Mais la terrible description ne s'arrête pas là puisque certains détenus interrogés par la délégation n'étaient pas sortis de leur cellule depuis un mois, et beaucoup ont dit souffrir du manque d'exercice et d'activité au sein de l'établissement pénitentiaire.
Cette surpopulation carcérale explique en partie les violences qui éclatent régulièrement au cœur de la prison de Pollsmoor, également gangrenée par les gangs.
Autre problème souligné par la Cour constitutionnelle : l'état déplorable de la plomberie, les toilettes insalubres ou hors d'état de marche, forçant les prisonniers à uriner dans leur lavabo.

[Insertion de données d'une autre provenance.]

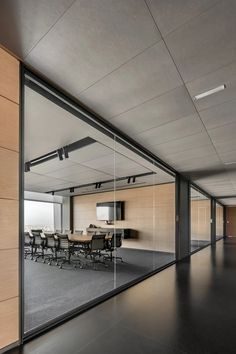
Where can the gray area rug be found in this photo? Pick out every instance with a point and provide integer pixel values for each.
(51, 292)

Une situation sanitaire d'autant plus préoccupante que la pharmacie de la prison manque de médicaments.
En 2012, le gouvernement sud-africain avait été jugé responsable après une épidémie de tuberculose au sein de la prison de Pollsmoor, mais il semble que la situation ne s'est pas améliorée depuis. Les cellules manquent notamment toujours d'une aération correcte. La Cour constitutionnelle a demandé au gouvernement de prendre des mesures rapides et d'augmenter les budgets des services pénitentiaires.